DURKEE, Ore. - Cement companies appear to have won the latest round in their long battle with the federal government over controlling mercury and other hazardous air pollution. Just when the Environmental Protection Agency (EPA) was set to require cement plants to meet tougher new emission standards, the agency has backtracked, announcing that it will adjust the requirements and push back the deadline, from 2013 to 2015.

For Jim Pew, an attorney with Earthjustice representing environmental groups and people who live near some of the plants, the EPA decision is mystifying.

"That's really worthy of George Orwell. What they're really saying is that they are going to weaken the standards - and then they're going to give industry more time to do less to control their pollution."
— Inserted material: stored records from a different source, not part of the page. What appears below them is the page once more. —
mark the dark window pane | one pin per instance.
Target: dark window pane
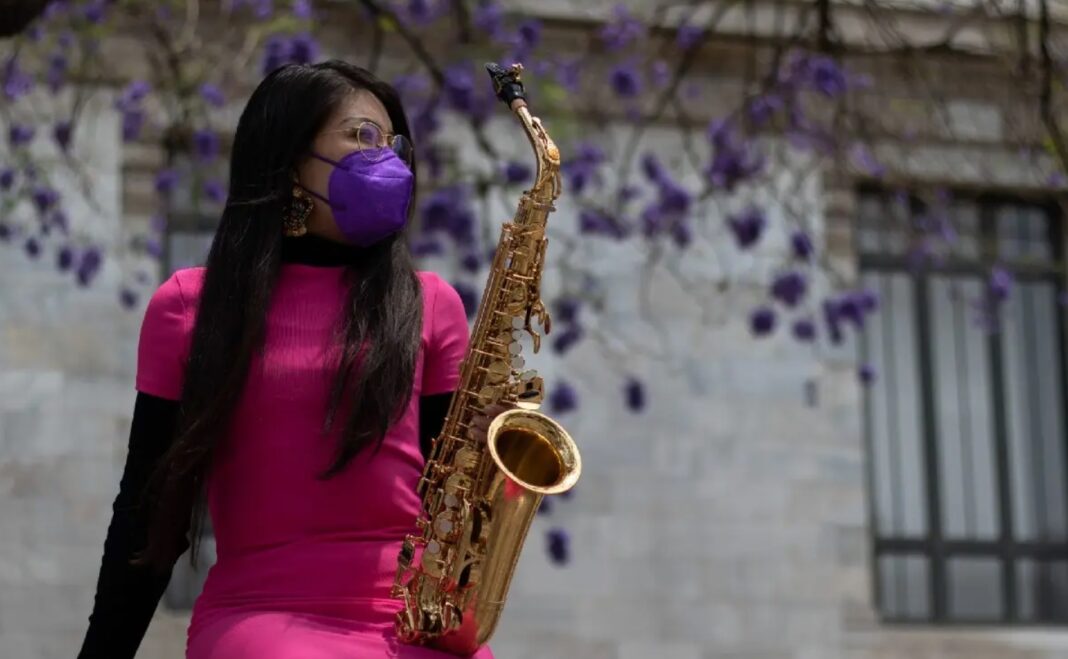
(962, 410)
(894, 410)
(974, 589)
(905, 586)
(1023, 233)
(1042, 591)
(1034, 411)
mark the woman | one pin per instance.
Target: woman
(294, 385)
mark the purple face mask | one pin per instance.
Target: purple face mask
(370, 192)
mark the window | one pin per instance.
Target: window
(966, 422)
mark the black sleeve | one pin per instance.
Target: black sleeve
(127, 595)
(433, 410)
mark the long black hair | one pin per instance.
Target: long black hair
(276, 130)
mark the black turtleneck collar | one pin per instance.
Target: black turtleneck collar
(315, 250)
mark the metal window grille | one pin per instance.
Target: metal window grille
(966, 427)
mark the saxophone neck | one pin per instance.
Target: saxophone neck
(547, 155)
(509, 90)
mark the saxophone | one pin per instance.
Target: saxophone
(478, 499)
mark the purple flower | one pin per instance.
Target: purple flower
(213, 95)
(732, 161)
(302, 10)
(633, 393)
(45, 198)
(166, 181)
(789, 288)
(132, 121)
(215, 191)
(62, 132)
(748, 226)
(469, 297)
(426, 123)
(64, 259)
(276, 53)
(802, 245)
(206, 145)
(827, 76)
(15, 82)
(559, 546)
(804, 330)
(566, 340)
(19, 135)
(688, 36)
(625, 81)
(1000, 284)
(563, 398)
(623, 30)
(303, 49)
(516, 172)
(762, 322)
(127, 298)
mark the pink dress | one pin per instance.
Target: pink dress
(304, 566)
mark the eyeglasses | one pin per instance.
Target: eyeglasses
(374, 141)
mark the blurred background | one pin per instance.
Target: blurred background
(806, 272)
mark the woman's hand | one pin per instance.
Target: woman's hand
(480, 424)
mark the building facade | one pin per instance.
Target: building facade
(765, 505)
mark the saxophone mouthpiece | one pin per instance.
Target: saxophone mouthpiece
(506, 83)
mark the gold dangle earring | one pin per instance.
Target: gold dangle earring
(295, 222)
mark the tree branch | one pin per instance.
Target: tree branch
(1046, 95)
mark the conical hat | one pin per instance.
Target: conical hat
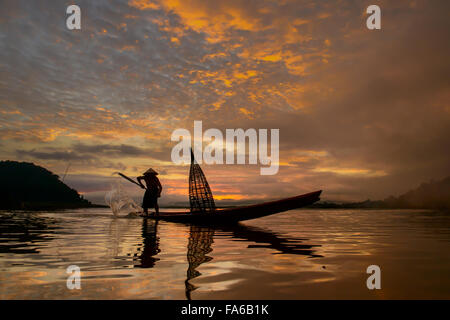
(150, 171)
The Ash Grove Cement plant near Durkee, a major employer in southeastern Oregon, had already asked to be exempted from the new standards. The company says it uses local limestone that is naturally high in mercury - too high to be able to comply. It also has spent $20 million on filters that it says have decreased the plant's mercury emissions by 90 percent.

The quote from the EPA is that extending the compliance date would "allow the industry to reassess their emission control strategies." Pew translates that to mean the cement industry somehow convinced the agency to weaken its stance.

"This is a situation where a very rich, very well-connected industry got its way somewhere in government. We'll probably never know exactly how that happened."

The EPA also says that, based on new technical information, it will propose adjusting the way cement kilns continuously monitor for particle pollution in addition to mercury.

The agency had said the tougher standards would save thousands of lives. Mercury is a neurotoxin that is especially hazardous to pregnant women and young children. There are more than 100 cement plants across the country, including three in the Northwest.